ElevenLabs Unveils Audio Tags for Enhanced AI Speech Performance

ElevenLabs has launched an advanced feature in its v3 update, known as Audio Tags, which is designed to enhance AI-generated speech by adding situational awareness. This development allows users to control not only the content of the AI’s speech but also how it is delivered, according to ElevenLabs. The integration of these tags can significantly improve the naturalness of AI-driven conversations by adjusting tone, emotion, and pacing.

Transforming Narration into Performance

The introduction of Audio Tags enables the AI to perform rather than just read. For instance, in a football match highlight video, the AI can increase its intensity alongside the action: “He cuts past one defender — [EXCITED] here comes the cross — [SHOUTING] GOAAAL!” Similarly, in an audiobook, suspense can be heightened with tags like [WHISPERING] or [PAUSE].

Common Tags for Diverse Scenarios

Audio Tags offer a variety of emotional and physical cues, such as:

Emotional tone: [EXCITED], [NERVOUS], [FRUSTRATED], [TIRED]
Reactions: [GASP], [SIGH], [LAUGHS], [GULPS]
Volume & energy: [WHISPERING], [SHOUTING], [QUIETLY], [LOUDLY]
Pacing & rhythm: [PAUSES], [STAMMERS], [RUSHED]

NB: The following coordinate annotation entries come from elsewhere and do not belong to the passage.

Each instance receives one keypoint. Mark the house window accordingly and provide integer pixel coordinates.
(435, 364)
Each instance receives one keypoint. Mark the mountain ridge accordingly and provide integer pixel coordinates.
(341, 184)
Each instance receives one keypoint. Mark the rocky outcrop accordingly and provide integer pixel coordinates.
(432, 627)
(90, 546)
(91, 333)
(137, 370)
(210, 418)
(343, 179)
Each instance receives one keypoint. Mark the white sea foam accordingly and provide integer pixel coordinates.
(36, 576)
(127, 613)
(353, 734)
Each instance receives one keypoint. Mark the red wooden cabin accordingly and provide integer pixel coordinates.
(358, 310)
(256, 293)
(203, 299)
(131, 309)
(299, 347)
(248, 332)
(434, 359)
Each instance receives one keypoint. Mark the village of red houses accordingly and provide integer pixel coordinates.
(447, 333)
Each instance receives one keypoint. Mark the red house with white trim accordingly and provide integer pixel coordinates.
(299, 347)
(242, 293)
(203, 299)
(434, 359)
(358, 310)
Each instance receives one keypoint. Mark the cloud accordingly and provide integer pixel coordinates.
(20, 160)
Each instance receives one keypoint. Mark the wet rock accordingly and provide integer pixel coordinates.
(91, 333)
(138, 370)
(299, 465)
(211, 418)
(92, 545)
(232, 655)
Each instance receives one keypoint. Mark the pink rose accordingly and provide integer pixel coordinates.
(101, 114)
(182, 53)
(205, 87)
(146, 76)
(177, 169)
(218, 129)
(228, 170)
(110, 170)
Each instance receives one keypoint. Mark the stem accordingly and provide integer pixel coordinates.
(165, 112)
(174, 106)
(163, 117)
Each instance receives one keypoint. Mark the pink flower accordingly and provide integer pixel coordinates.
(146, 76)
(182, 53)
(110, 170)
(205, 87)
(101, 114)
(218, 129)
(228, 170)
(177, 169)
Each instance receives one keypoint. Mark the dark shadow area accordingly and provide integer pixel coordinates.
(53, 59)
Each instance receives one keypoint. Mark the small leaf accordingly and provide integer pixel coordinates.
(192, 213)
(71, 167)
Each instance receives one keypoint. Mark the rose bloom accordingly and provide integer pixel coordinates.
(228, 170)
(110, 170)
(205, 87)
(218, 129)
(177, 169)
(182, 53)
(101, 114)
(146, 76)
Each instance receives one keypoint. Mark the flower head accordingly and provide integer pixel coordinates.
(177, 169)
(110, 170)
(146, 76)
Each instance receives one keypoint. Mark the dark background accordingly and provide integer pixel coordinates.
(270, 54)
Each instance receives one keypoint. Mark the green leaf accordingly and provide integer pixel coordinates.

The ability to layer these tags adds depth to the AI’s performance, allowing for nuanced delivery that can significantly alter the perceived emotion and impact of the content.

Creative Control for Developers and Storytellers

Eleven v3’s support for these tags is backed by a deeper contextual model, which can dynamically change tone within a line and manage interruptions while maintaining a natural flow. This improvement provides voice designers, game developers, and storytellers with a new level of creative control, transforming them from mere writers to directors of AI performances.

Choosing the Right Voice

Currently, Professional Voice Clones (PVCs) are not fully optimized for Eleven v3, which may result in lower quality compared to previous models. During this research preview stage, it is recommended to use Instant Voice Clones (IVC) or designed voices to fully leverage the new features of version 3. Optimizations for PVCs are expected to be available in the near future.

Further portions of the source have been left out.